The preliminary ruling was implemented in this follow-up case by the Supreme Court. More precisely, the Supreme Court concluded that, in accordance with the Court of Justice’s preliminary ruling, a ‘paid annual leave’ should not include just a pilot’s basic salary but other criteria should be taken into consideration for the remuneration such as his professional and personal status as a pilot. On this basis, the Supreme Court remitted the case to the Employment Tribunal.
Role of the Charter and role of the general principles on enforcement
Article 31(2) CFREU (Fair and Just Working Conditions) is related to this case. According to this case, the given ‘paid annual leave’ to pilots of British Airways violated the right to an annual period of paid leave.
Art. 18(1) and (4)(a) of the Civil Aviation (Working Time) Regulations 2004: 18 -(1) A crew member may present a complaint to an employment tribunal that his employer has refused to permit him to exercise any right he has under regulation 4, 5(1), (4), 7(1) or 7(2)(b). -(4) The amount of the compensation shall be such as the tribunal considers just and equitable in all the circumstances having regard to— (a) the employer's default in refusing to permit the crew member to exercise his right.
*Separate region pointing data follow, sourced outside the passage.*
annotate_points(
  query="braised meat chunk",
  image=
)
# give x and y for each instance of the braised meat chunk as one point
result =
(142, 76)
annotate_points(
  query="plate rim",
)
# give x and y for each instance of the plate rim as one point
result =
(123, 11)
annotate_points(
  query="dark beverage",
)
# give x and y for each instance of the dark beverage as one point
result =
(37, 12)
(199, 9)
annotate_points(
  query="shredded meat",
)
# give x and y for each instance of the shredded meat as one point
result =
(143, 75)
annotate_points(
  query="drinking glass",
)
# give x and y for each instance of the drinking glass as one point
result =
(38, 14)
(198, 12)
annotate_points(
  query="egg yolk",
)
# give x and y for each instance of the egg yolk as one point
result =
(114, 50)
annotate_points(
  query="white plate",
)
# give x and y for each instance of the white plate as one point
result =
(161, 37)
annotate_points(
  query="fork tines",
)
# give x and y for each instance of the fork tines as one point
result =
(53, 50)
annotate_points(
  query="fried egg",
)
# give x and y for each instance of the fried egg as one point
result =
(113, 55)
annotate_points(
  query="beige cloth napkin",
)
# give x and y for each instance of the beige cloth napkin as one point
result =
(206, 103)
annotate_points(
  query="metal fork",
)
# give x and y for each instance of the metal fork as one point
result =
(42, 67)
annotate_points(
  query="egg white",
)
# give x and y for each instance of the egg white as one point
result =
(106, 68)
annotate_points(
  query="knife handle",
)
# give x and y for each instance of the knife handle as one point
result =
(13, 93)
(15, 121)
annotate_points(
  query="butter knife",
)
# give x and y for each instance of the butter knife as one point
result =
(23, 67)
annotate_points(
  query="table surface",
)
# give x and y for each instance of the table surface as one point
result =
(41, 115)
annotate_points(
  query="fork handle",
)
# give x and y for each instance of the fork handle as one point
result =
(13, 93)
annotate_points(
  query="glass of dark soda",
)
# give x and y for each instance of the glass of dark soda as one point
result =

As the Supreme Court concluded, the concept of refusal to permit the exercise of a right could extend to cover refusal to permit the crew member an appropriate payment as of the right to paid annual leave. Thus, the Employment Tribunal could make an award as it considered just and equitable to compensate for such refusal.
According to the appellants, the right to paid annual leave, as enshrined in Art. 31(2) CFREU, was violated by the respondent as components related to professional and personal status were not considered in respect of their paid annual leave. Consequently, they instituted legal proceedings to receive an annual paid leave in accordance with the EU law standards. Therefore, the right to an effective remedy is also relevant to this case.
Elements of judicial dialogue
- Direct dialogue between CJEU and National court (preliminary reference)
- C-282/10, Maribel Dominguez v Centre informatique du Centre Ouest Atlantique and Préfet de la région Centre
- C-186/89, Marleasing SA v La Comercial Internacional de Alimentacion SA
- C-155/10, Williams and Others v British Airways plc
- Joined Cases C-397-403/01, Bernhard Pfeiffer (C-397/01), Wilhelm Roith (C-398/01), Albert Süß (C-399/01), Michael Winter (C-400/01), Klaus Nestvogel (C-401/01), Roswitha Zeller (C-402/01) and Matthias Döbele (C-403/01) v Deutsches Rotes Kreuz, Kreisverban
The purpose of the judicial dialogue was to define the nature and to assess the concept of ‘annual paid leave’ as depicted in Article 7 of Directive 93/104/EC and the Aviation Directive 2000/79/EC.
The outcome was the clarification of the concept of ‘annual paid leave’ by the Court of Justice in order for the case to proceed at the domestic level.
Additional notes on the decision
Since this case was issued, there have been many claimants in the civil aviation sector claiming non-payment of various elements of their annual paid leave. In addition, this case was also important for workers in general regarding the level of pay for annual leave under the Working Times Regulations 1998.